According to him, the NPP in 2015 criticised the NDC heavily for borrowing $1 billion Eurobond at a coupon rate of 10.75 per cent for 15 years (with World Bank Guarantee) to replace a portion of the 2007 Sovereign bond and some domestic bonds.
The Ministry of Finance recently issued a statement announcing that the government had successfully issued 15 and 7 year bonds with the same coupon rate of 19.75 per cent, raising a total amount of $1.13 billion.
In addition, the Ministry of Finance raised the cedi equivalent of $1.12 billion in five and 10 year bonds through a tap arrangement.
Mr Forson also warned that if the government failed to setup the Parliamentary inquiry into the matter, the group would have no option but resort to using the conflict of interest jurisdiction of the Commission on Human Right and Administrative Justice (CHRAJ).
He said minority would exercise the option of filing a petition with the Financial Services Authority of the U.S.A to investigate Franklyn Templeton.
He said the minority had also pointed that the bond issue was clearly an international business transaction within the meaning of article 181 (5) of the Constitution and therefore expected that bond issuance would have been brought to Parliament for approval.

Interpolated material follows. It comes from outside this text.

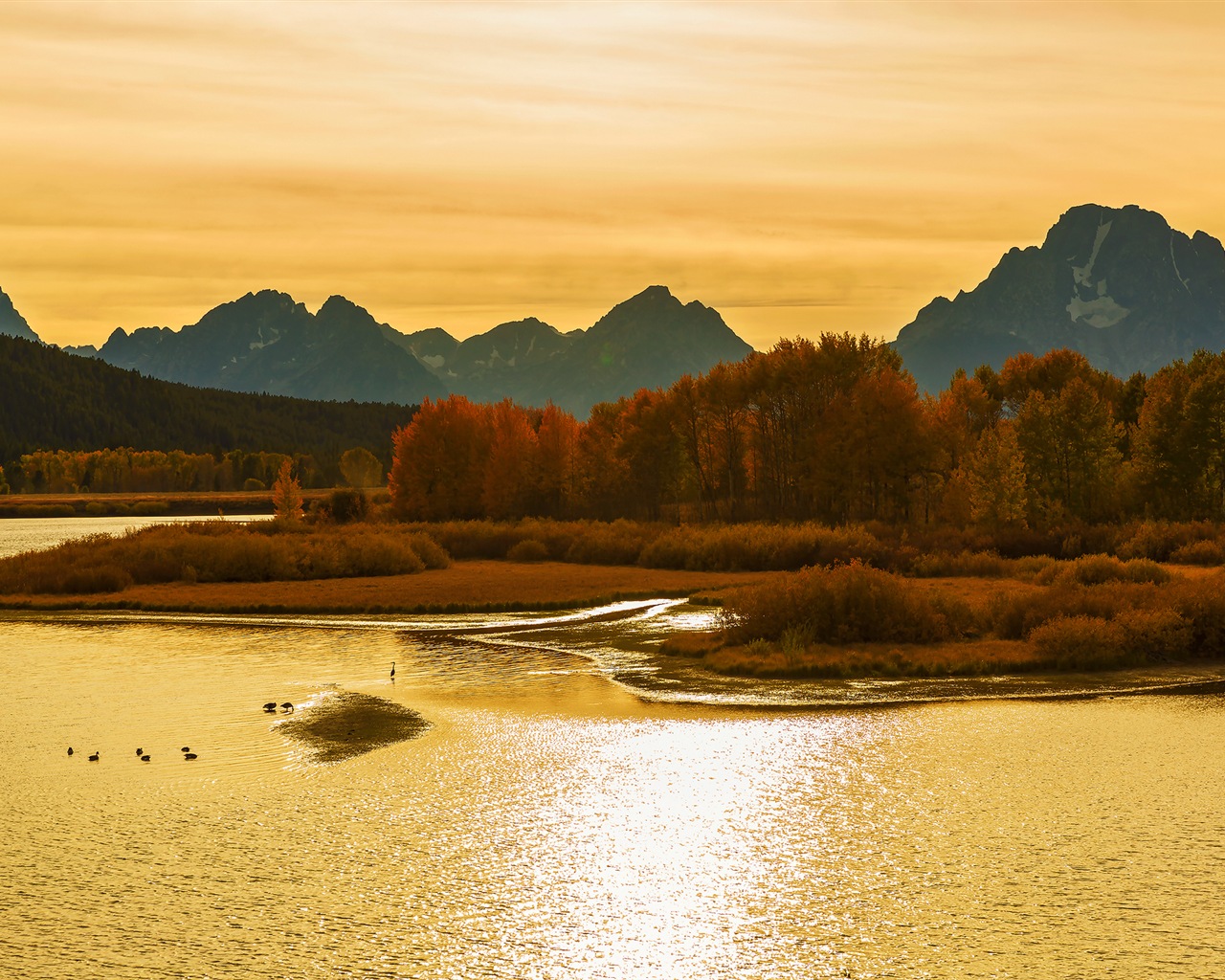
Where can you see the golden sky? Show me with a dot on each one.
(799, 167)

Mr Forson also stated that potential conflict of interest situation had arisen as a result of the relationship between Ken Ofori-Atta, the Finance Minister, who doubles as Director of Enterprise Insurance and Trevor G. Trefgame, a Board Director of Franklyn Templeton Limited and Chairman of Enterprise Group Limited.
He said the Franklyn Templeton Investment Limited recently participated in the purchase of almost 95 per cent of the Government Domestic Bond, which the minority suspected was issued to favour his business partners.
He stated that the whole bond transaction was shrouded in secrecy to the extent that Ghanaian investors were denied the opportunity to participate in the deal. The bond was virtually participated by only two investors.
Mr Forson further questioned why a single investor, Franklyn Templeton, which is a non-resident investor that patronised both Domestic and Sovereign Bonds in the past, was allowed to purchase almost 95 per cent of the latest Government Domestic Bond. The size of this virtual “private placement” made it akin to a sovereign bond or foreign loan.
He stated that Government Domestic Bond had a “Hybrid” (cedi/foreign) feature and therefore when non-resident investors bring in foreign currency at the time of purchase, they hold the equivalent cedi bond in the same implicit foreign currency.
He stated that in the past the “book building” approach for issuance of bonds the process was opened for a minimum of three days to ensure optional participation.
“However, in the case of the $2.25 billion bond issue, the process was limited to one day, denying other market players the opportunity to participate in the process.”